The long-expected “joint employer” rule, as it’s known, raises the bar for workers to prove that two employers are responsible for their working conditions. A worker at a franchised McDonald’s store, for example, would therefore have a tougher time suing McDonald’s ― as opposed to just the franchisee ― over minimum wage or overtime violations.

The new rule from Donald Trump’s Labor Department undermines legal guidance put out by the agency under former President Barack Obama that was more friendly to workers and hated by business groups. By issuing it as a formal rule, the White House also makes it more difficult for a future administration to change it.

It’s possible worker advocacy groups will sue in an attempt to keep the rule from going into effect, but senior officials at the Labor Department said they believed issuing it was well within their authority. The language of the rule was released Sunday; it is scheduled to be finalized March 16.

Labor Secretary Eugene Scalia said in a statement that the rule was part of Trump’s campaign to “address regulations that hinder the American economy,” an apparent reference to the Obama-era legal guidance. “By giving greater clarity to businesses who want to work together, we promote an entrepreneurial culture that has driven American prosperity for decades,” Scalia said.

The joint employer rule doesn’t affect every workplace, but it says a lot about the ideological shift in labor regulations since the Obama years. Democrats had tried to make franchisers like McDonald’s more accountable to workers on the ground floor, even if the restaurant they worked in was run by a franchisee. The legal changes they sought would have made it easier for such workers to unionize or recoup lost wages, putting bigger corporations on the hook for violations.

The franchise industry portrayed those efforts as a mortal threat to their businesses. McDonald’s went on trial as a joint employer at the National Labor Relations Board, in what had the potential to be a landmark case. But after Trump reshaped the board with a Republican majority, it ordered the case to be settled in what was a de facto victory for McDonald’s.

The fast-food president in his element.
The fast-food president in his element.
Pool via Getty Images

The new rule at the Labor Department delivers another joint employer win for the industry, in a different legal arena. Whereas the NLRB case had big implications for collective bargaining, the new rule serves to limit legal liabilities in wage and hour cases. Fast-food restaurants, for instance, are sued every day over minimum wage claims. The Labor Department regulation will make it tougher to bundle claims together for workers employed by different franchisees.

The same goes for the temporary staffing industry.
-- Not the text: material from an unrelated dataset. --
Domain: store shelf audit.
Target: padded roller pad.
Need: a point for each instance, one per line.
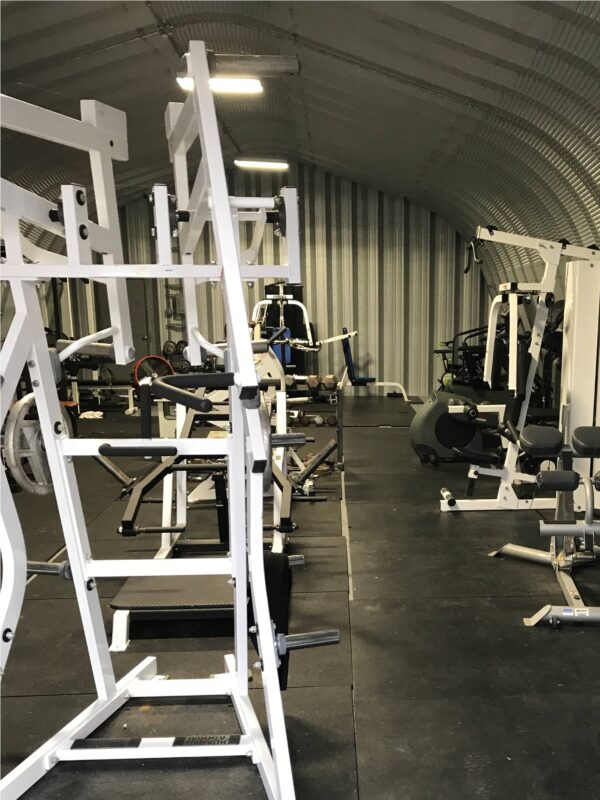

It’s common these days for a worker employed by a temp firm to do work that benefits a much larger corporation, like, say, the arrangement in an Amazon warehouse. Under the new standard, it will be harder for workers to hold the bigger company accountable when they believe they’ve been shorted on pay.

The fast-food industry, in particular, should be very happy with the Trump administration so far. The White House has significantly watered down Obama’s overtime reforms, qualifying fewer store managers for time-and-a-half pay, and steered clear of any raises to the federal minimum wage. (Trump even tried to install a fast-food executive as labor secretary, but former CKE Restaurants CEO Andy Puzder’s nomination imploded in controversy.)

The new joint employer rule checks another box on the industry’s wish list. It uses four criteria to determine if an entity qualifies as a joint employer: whether the firm hires or fires the worker; supervises and controls the work and schedule “to a substantial degree”; sets the pay rate; or maintains the employment records. But the rule makes clear that simply having a franchiser-franchisee relationship does not establish joint employment.

Business groups pushed hard for the new rule. The International Franchise Association, a trade group for the industry, issued a statement applauding the changes by the Trump administration. Robert Cresanti, the group’s president, said the new rule “returns to the traditional standard of business that has fundamentally supported and encouraged franchise entrepreneurship for decades.”